UN gives South Sudan $2m for Ebola prevention

Tuesday February 26 2019

Health workers in DR Congo move a patient to a hospital after he was cleared of Ebola on November 4, 2018. PHOTO | AFP


The United Nations has given $2 million to South Sudan to support critical Ebola Virus Disease (EVD) preparedness activities in the country.

The EVD activities are preventive measures to protect an estimated 440,000 people in high-risk areas, mostly in Equatoria, which borders the Ebola-hit DR Congo.

In its weekly briefs, the UN Office for Coordination of Humanitarian Affairs (Ocha) disclosed that the money would help to strengthen surveillance, build case management capabilities and enhance laboratory services and increase infection prevention and control in Western, Central and Eastern Equatoria.

“The implementation of the preparedness plan continues across border areas considered to be at high risk of EVD. These include entry screening of travellers at selected points, health facility and community-based EVD surveillance, and community engagement,” the agency said

“Capacity for infection prevention and control, case management, and for safe and dignified burials is also being enhanced.
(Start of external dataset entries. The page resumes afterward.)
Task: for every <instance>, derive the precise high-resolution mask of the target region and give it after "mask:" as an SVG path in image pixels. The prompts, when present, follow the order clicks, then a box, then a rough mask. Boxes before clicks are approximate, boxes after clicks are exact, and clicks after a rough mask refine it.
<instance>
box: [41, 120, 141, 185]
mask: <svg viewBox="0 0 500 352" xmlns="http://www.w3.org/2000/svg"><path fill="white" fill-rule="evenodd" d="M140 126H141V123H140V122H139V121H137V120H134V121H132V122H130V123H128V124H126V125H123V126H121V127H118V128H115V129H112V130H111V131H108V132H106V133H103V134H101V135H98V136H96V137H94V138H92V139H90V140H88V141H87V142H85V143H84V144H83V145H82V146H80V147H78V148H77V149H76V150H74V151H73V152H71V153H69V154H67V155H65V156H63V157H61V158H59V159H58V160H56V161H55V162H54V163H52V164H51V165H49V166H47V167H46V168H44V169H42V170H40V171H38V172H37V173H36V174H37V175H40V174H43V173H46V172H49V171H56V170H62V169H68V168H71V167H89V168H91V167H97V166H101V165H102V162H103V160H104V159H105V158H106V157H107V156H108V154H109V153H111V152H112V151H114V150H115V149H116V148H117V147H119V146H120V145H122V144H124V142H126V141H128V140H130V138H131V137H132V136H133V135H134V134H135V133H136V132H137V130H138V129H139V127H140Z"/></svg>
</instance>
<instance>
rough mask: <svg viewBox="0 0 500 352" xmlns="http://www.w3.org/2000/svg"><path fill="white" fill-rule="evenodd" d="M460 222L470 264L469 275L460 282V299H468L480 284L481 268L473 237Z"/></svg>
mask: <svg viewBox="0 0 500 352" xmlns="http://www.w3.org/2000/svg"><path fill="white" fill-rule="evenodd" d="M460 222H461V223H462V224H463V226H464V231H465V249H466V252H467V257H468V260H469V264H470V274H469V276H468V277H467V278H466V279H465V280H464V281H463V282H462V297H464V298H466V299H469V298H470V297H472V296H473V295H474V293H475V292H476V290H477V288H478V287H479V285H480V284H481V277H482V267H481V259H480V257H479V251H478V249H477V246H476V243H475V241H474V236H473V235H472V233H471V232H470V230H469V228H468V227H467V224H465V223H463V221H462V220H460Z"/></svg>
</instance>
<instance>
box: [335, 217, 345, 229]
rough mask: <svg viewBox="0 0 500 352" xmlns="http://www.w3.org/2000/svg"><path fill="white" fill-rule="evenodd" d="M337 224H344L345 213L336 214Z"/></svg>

Nineteen screening points are operational across the country."



Ocha said further that several NGOs in Yei had already trained and deployed 40 community-based mobilisers in five communities for house to house sensitisation.

Further, said the agency, the construction of a temporary holding unit had been completed in Nimule in Eastern Equatoria.

Twenty healthcare workers were trained on infection prevention and control, case management and water, sanitation and hygiene activities in Juba, and another 40 health workers were trained in Maridi.

About 56 health facility workers were also trained and given cell phones to help with reporting on surveillance, Ocha disclosed.

Despite the preparedness response, the agency added that consistent access to areas outside Yei County remained a challenge due to insecurity.

On January 29, aid partners reported that they had failed to secure humanitarian access to Lasu in Otogo County to verify reports of the arrival of over 7,000 returnees from the DRC, who would require EVD screening.

“Efforts to secure access are continuing, to be able to reach areas as needed in February and March to undertake critical preparedness activities,” Ocha noted.

South Sudan populations residing along the borders with DR Congo have been living with fear of Ebola spread.